製造例2のアクリルオリゴマーを使用する以外、実施例1と同様の試験をおこなった。反応温度は±5℃以内で一定であり、得られたアクリル変性ポリウレタン樹脂の分子量も3000(Mw/Mn=1.3)であった。
比較製造例1のアクリルオリゴマーを使用する以外、実施例1と同様の試験をおこなった。反応開始後30分より発熱が見られ、一時間後には内温が130℃まで上昇したため、反応器をオイルバスより引き上げ冷却した。得られたアクリル変性ポリウレタン樹脂の分子量も51000(Mw/Mn=5.2)であった。
〔実施例3〕
実施例1で製造したアクリル変性ポリウレタン樹脂を100部、製造例1のアクリルオリゴマー50部、チバ・スペシャリティ・ケミカル製イルガキュア184を5部配合して、光硬化型アクリル変性ウレタン樹脂組成物を調整した。該樹脂組成物を膜厚1mmになるようにPETシート上に塗り、コンベア式高圧水銀ランプ照射機にて、365nm付近の照射量で500mj/cm2となるような条件で硬化させた。得られた硬化物のフィルムを一週間室温に置いた後、50℃の温水に一晩浸漬した。その結果、シートには白化や膨れなどは観察されなかった。
比較例1で製造したアクリル変性ポリウレタン樹脂および比較製造例1で作製したアクリルオリゴマーを使用する以外、実施例3と同様の組成物を調整し、同様の試験をおこなった。

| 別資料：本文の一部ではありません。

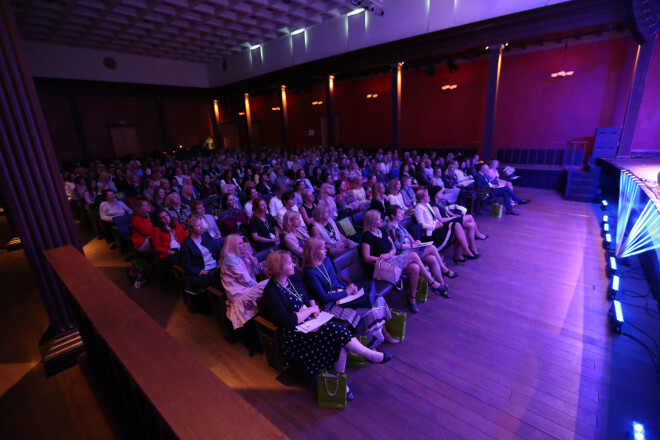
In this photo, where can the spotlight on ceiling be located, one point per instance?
(451, 65)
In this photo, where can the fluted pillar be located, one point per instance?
(32, 185)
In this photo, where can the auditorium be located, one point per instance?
(330, 219)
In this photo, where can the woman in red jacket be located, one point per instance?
(167, 236)
(141, 225)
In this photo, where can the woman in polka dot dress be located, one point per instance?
(286, 304)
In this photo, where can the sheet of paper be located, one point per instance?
(313, 324)
(350, 298)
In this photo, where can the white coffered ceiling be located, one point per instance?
(188, 30)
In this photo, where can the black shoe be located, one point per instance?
(386, 358)
(440, 290)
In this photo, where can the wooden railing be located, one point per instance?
(161, 388)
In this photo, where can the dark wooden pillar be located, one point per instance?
(79, 126)
(330, 109)
(32, 185)
(215, 125)
(491, 103)
(284, 120)
(248, 118)
(396, 107)
(642, 63)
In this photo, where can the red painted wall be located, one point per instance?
(647, 133)
(267, 122)
(59, 121)
(364, 123)
(188, 121)
(430, 115)
(98, 113)
(303, 116)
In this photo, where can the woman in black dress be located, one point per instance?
(285, 302)
(263, 227)
(377, 248)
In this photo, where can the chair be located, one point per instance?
(269, 335)
(121, 230)
(350, 268)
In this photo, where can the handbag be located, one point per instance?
(331, 386)
(357, 360)
(396, 326)
(386, 270)
(422, 292)
(497, 210)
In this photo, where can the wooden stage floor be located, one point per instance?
(522, 350)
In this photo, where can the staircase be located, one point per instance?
(582, 186)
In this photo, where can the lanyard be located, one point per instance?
(326, 275)
(293, 292)
(431, 211)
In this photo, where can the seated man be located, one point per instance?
(482, 182)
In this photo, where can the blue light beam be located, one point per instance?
(644, 233)
(628, 192)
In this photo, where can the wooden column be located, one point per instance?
(491, 103)
(215, 125)
(396, 107)
(330, 110)
(248, 118)
(284, 120)
(642, 63)
(32, 185)
(162, 124)
(79, 126)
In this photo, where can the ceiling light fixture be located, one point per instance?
(355, 12)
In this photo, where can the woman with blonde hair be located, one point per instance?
(326, 229)
(285, 303)
(237, 266)
(296, 236)
(366, 314)
(377, 248)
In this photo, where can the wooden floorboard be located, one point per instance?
(521, 351)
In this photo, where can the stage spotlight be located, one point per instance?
(451, 65)
(615, 317)
(638, 431)
(613, 288)
(376, 10)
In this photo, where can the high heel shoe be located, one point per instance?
(441, 290)
(412, 306)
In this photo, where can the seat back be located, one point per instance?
(349, 265)
(358, 218)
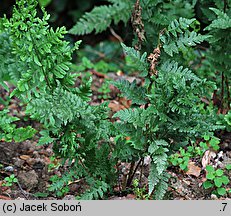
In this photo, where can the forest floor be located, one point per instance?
(31, 163)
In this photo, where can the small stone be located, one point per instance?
(9, 169)
(28, 179)
(214, 197)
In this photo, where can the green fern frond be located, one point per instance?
(161, 187)
(138, 60)
(97, 191)
(223, 21)
(57, 108)
(131, 91)
(178, 37)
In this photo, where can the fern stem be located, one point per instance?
(222, 91)
(132, 173)
(141, 172)
(228, 92)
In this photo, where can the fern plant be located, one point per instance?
(166, 112)
(8, 130)
(80, 133)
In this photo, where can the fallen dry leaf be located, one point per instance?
(193, 169)
(24, 157)
(207, 158)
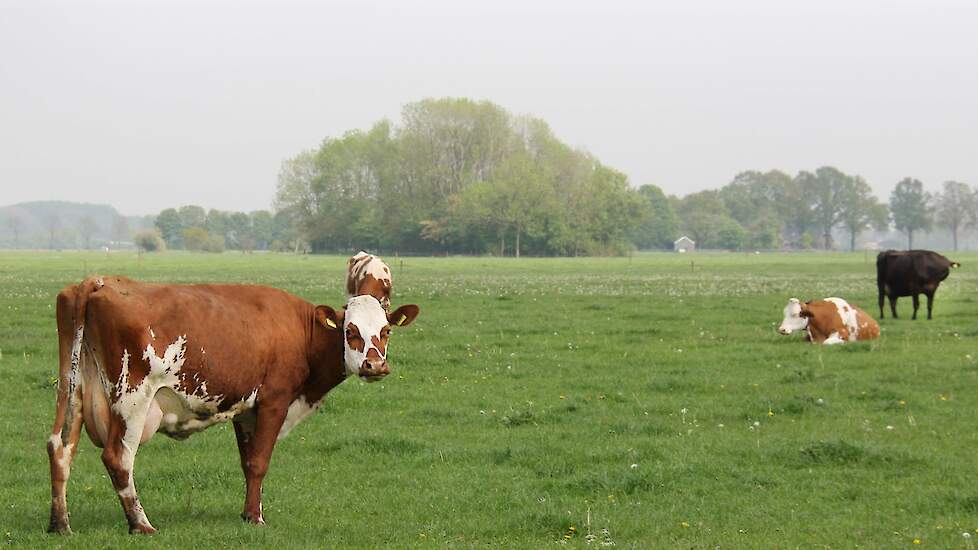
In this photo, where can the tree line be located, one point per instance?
(772, 210)
(459, 176)
(193, 228)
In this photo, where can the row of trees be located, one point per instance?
(774, 210)
(193, 228)
(459, 176)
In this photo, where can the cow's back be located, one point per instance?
(903, 273)
(231, 335)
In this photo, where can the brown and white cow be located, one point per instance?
(828, 321)
(139, 358)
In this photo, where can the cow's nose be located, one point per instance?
(375, 368)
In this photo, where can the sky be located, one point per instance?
(146, 105)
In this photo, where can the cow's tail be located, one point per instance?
(63, 442)
(881, 261)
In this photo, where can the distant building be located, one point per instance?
(684, 244)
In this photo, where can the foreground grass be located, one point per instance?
(647, 397)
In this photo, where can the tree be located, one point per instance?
(170, 226)
(704, 216)
(910, 207)
(14, 223)
(956, 208)
(120, 229)
(262, 227)
(828, 188)
(658, 227)
(860, 209)
(149, 240)
(192, 216)
(87, 228)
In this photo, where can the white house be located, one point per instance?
(684, 244)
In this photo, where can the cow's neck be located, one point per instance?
(326, 368)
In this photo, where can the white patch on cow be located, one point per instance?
(364, 264)
(848, 315)
(792, 318)
(65, 457)
(74, 377)
(370, 318)
(181, 413)
(834, 338)
(298, 411)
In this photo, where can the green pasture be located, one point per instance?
(647, 401)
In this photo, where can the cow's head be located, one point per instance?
(366, 327)
(796, 315)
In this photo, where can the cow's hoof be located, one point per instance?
(59, 528)
(142, 529)
(253, 518)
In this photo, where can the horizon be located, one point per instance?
(145, 107)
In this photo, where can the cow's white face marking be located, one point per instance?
(363, 327)
(792, 318)
(364, 264)
(849, 318)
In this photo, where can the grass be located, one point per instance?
(645, 396)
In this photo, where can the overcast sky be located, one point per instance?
(147, 105)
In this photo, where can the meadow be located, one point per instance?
(647, 402)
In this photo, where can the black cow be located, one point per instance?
(910, 273)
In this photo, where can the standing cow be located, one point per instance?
(910, 273)
(138, 358)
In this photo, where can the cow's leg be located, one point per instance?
(62, 446)
(118, 456)
(255, 443)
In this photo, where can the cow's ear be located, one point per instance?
(329, 318)
(403, 316)
(805, 312)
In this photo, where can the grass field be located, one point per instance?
(640, 400)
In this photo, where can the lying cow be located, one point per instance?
(828, 321)
(910, 273)
(137, 358)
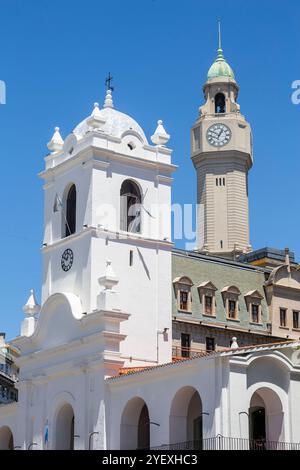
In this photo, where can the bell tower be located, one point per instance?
(221, 144)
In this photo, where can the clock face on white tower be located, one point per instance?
(218, 135)
(67, 259)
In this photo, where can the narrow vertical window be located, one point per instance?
(185, 345)
(231, 308)
(70, 212)
(210, 344)
(282, 314)
(208, 305)
(255, 313)
(184, 297)
(296, 320)
(220, 103)
(130, 207)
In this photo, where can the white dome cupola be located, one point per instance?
(117, 124)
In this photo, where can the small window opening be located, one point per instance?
(220, 103)
(131, 146)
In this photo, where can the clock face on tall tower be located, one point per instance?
(67, 259)
(218, 135)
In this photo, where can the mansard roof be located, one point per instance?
(202, 269)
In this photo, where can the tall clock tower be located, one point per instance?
(221, 145)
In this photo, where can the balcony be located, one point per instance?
(179, 353)
(229, 443)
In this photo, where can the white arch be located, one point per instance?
(129, 432)
(64, 427)
(186, 407)
(6, 438)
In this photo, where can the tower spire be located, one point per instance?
(219, 31)
(220, 50)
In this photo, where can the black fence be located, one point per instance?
(229, 443)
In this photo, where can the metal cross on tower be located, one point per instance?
(108, 81)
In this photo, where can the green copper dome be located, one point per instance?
(220, 68)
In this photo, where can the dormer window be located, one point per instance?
(220, 107)
(182, 288)
(253, 302)
(131, 145)
(230, 296)
(232, 309)
(207, 297)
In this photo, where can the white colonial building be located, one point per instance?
(95, 362)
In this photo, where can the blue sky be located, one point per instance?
(54, 56)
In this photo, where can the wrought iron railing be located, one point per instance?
(230, 443)
(179, 352)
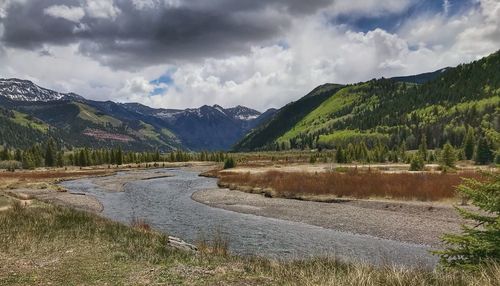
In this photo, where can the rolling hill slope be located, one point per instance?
(31, 114)
(440, 105)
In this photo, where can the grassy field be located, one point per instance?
(351, 184)
(43, 245)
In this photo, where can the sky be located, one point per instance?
(256, 53)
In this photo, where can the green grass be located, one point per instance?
(43, 245)
(24, 120)
(4, 201)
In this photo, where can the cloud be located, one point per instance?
(256, 53)
(73, 14)
(368, 8)
(105, 9)
(135, 34)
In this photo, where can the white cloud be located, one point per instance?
(73, 14)
(102, 9)
(368, 7)
(151, 4)
(273, 75)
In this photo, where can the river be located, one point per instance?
(166, 205)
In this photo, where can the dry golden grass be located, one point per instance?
(46, 245)
(354, 184)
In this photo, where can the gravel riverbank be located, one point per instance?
(415, 222)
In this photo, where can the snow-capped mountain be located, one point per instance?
(207, 127)
(78, 120)
(27, 91)
(243, 113)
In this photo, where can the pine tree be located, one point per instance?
(448, 156)
(340, 155)
(469, 143)
(60, 159)
(18, 156)
(417, 163)
(481, 243)
(229, 163)
(119, 156)
(28, 161)
(422, 148)
(484, 155)
(50, 156)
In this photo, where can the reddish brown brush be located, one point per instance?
(140, 224)
(50, 174)
(354, 184)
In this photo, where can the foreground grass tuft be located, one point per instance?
(44, 244)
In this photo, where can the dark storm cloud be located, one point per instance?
(193, 30)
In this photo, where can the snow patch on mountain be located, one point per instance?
(25, 90)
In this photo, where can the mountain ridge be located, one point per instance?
(441, 105)
(78, 121)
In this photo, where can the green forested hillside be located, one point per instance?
(287, 117)
(78, 124)
(393, 112)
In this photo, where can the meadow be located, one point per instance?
(421, 186)
(43, 244)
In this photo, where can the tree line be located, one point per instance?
(50, 155)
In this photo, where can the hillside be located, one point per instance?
(286, 118)
(31, 114)
(440, 105)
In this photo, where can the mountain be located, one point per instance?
(420, 78)
(207, 127)
(285, 118)
(30, 113)
(24, 90)
(440, 105)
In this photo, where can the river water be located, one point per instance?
(166, 205)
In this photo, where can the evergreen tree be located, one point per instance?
(469, 144)
(484, 155)
(481, 243)
(417, 163)
(340, 155)
(18, 156)
(448, 156)
(28, 161)
(5, 155)
(50, 155)
(229, 163)
(119, 156)
(422, 148)
(60, 159)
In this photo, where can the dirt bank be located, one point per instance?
(41, 184)
(414, 222)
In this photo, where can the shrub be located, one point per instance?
(353, 184)
(229, 163)
(417, 163)
(10, 165)
(312, 160)
(448, 157)
(479, 244)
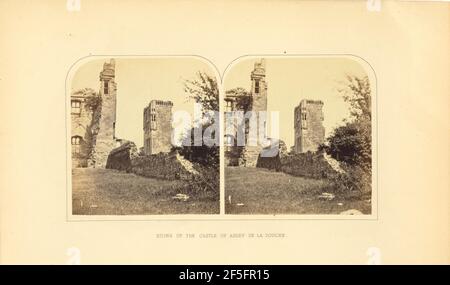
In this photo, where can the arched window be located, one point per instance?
(76, 144)
(76, 107)
(256, 86)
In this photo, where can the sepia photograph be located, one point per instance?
(133, 121)
(298, 136)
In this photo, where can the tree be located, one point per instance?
(204, 90)
(352, 143)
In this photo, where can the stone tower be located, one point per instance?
(259, 104)
(105, 136)
(157, 127)
(308, 124)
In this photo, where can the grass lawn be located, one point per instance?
(112, 192)
(260, 191)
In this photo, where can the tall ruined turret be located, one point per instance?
(105, 137)
(259, 107)
(308, 124)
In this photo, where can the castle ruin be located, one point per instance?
(258, 96)
(308, 125)
(93, 120)
(158, 127)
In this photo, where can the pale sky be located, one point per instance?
(140, 80)
(291, 79)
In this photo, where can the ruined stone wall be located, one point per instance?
(308, 125)
(162, 165)
(104, 135)
(120, 158)
(259, 104)
(81, 119)
(158, 127)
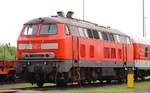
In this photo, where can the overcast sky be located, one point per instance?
(124, 15)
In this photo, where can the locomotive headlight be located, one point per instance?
(49, 46)
(25, 46)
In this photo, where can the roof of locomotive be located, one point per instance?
(75, 22)
(140, 40)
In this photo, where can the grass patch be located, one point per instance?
(105, 89)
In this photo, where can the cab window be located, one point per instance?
(30, 30)
(48, 29)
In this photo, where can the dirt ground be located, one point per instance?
(28, 88)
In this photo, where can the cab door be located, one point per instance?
(75, 46)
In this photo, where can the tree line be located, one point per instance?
(7, 52)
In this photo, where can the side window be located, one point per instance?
(85, 32)
(104, 36)
(113, 53)
(117, 39)
(111, 37)
(95, 34)
(146, 51)
(128, 40)
(123, 39)
(81, 32)
(67, 30)
(100, 35)
(89, 33)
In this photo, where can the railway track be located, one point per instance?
(54, 87)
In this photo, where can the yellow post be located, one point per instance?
(130, 79)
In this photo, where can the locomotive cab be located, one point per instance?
(44, 37)
(42, 46)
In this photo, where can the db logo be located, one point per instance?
(36, 46)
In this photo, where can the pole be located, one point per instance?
(143, 7)
(83, 9)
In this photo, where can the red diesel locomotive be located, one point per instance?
(62, 50)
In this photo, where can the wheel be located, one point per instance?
(60, 83)
(108, 81)
(39, 84)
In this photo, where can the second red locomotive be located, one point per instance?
(62, 49)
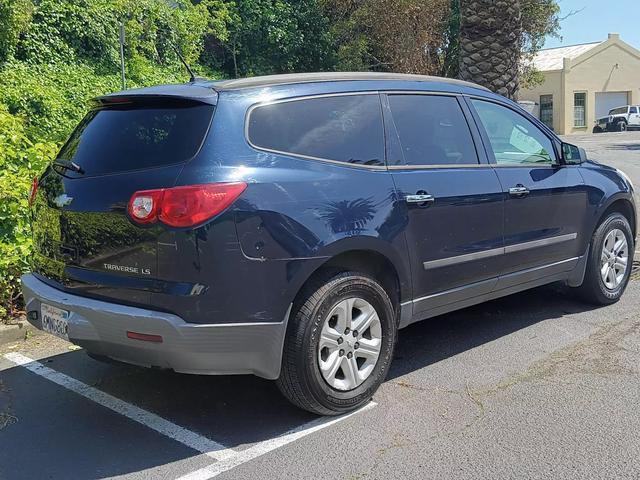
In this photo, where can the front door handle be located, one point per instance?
(518, 191)
(420, 198)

その結果、シートは白化・膨潤が観察された。
Claims (3)
- 有機ポリイソシアネートおよびポリオールを反応させる際に、CPR値が10以下のアクリル酸エステルまたはメタクリル酸エステルの存在下でおこなうことを特徴とするアクリル変性ウレタン樹脂。
- アクリル酸エステルまたはメタクリル酸エステルの沸点が10torrで200℃以上であることを特徴とする請求項1記載のアクリル変性ウレタン樹脂。
- 請求項1〜2のアクリル変性ウレタン樹脂、CPR値が10以下であって沸点が10torrで200℃以上のアクリル酸エステルまたはメタクリル酸エステル、および光重合開始剤を必須成分とする光硬化型アクリル変性ウレタン樹脂組成物。